Red Feather, of course, is no prince. This is the guy who presided over the murder of every other Mormon woman who survived the initial attack, after all. But the sexual predation of the French illustrates that savagery is not the sole province of people with dark skin. I mean, duh.
There’s another horror-movie monster waiting to emerge here, I suspect. Jacob Pratt, the partially scalped massacre survivor, lost more than a chunk of his hairline in that attack — he lost his mind. He’s now out looking for Abish, accompanied by a team of searchers led by Brother Cook, one of the members of the Mormon’s Nauvoo Legion who secretly conducted the raid, and Virgil, the Fort Bridger thug out to collect the bounty on Sara. The thinking is that the survivors may have stuck together, and finding Sara may lead to Abish or vice versa. Needless to say, if you care about either woman, you gotta hope this murderous search-and-rescue team falls flat on its ass.
Which it may well do.

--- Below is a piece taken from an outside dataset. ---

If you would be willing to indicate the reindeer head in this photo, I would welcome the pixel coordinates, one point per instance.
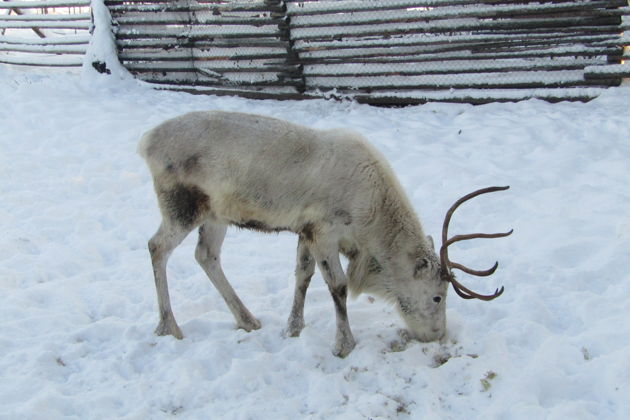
(422, 302)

Right at the end of the episode, Jacob recognizes Cook’s timepiece as having belonged to a friend and fellow Mormon who was killed during the massacre. Now he knows Mormons were involved…Mormons upon whom his life, and the search for his wife, now depends. I’d be worried for him, if it weren’t so clear he’s about to go full Gollum and start strangling people for crossing him. I’m much more worried for Tilly (Kyle Davis), Virgil’s associate, who keeps taunting Jacob for being annoying. (Fair — he really is annoying.) Taunt at your own risk, pal.
The episode’s other big development takes place back at Fort Bridger. No less a personage than Brigham Young himself comes to pay Jim Bridger a visit, after last week’s hostile “negotiations” with Nauvoo Legion commander Wild Bill Hickman (Alex Breaux) went south. Young leaves Bridger with the impression that he can probably get a tremendously good price if he sells the fort…but the Mormons are gonna have the fort, whether he sells it to them or not. Will he make a stand or take the money and run?

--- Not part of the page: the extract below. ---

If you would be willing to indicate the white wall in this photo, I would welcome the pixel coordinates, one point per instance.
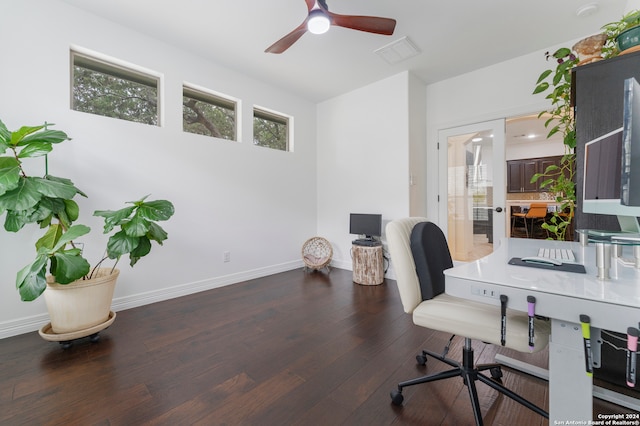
(257, 203)
(363, 158)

American Primeval is taking an open-world video game approach to its brand of revisionist Western. As our characters wander around, they encounter all kinds: friendly Mormons and murderous ones, friendly indigenous people and murderous ones, friendly settlers and murderous ones. You just never quite know which one is which when you stumble into them, until the shooting starts.
This approach can be a little, well, video-gamey. As a horror guy, I was certainly tickled when a blind cackling hillbilly witch showed up to lure our heroes into Consanguinity Corner, but you can only take a show that otherwise self-evidently prides itself on gritty realism when Leatherface and Grandpa from The Texas Chain Saw Massacre show up.
Yet at the end of the episode, Captain Dellinger writes a lovely and heartfelt letter or journal entry in which he laments the way he feels he’s losing his essential character in the ceaselessly violent world he’s entered. “Hatred” and “brutality” are everywhere, driving out “compassion and basic tenderness.”
“I am overcome at this time by a deep pain from a tremendous and always present lack of love,” he writes. “So few in these lands know of grace. There is only brutality here.” He’s painting things with an awfully broad brush, as the concurrent shots of Abish being treated with care and kindness by the Shoshone women demonstrate. But he’s not wrong overall. American Primeval may have a kind of shopworn way of showing it, but it really is exhausting to think about how many people in this land of ours like it better when they know others are suffering.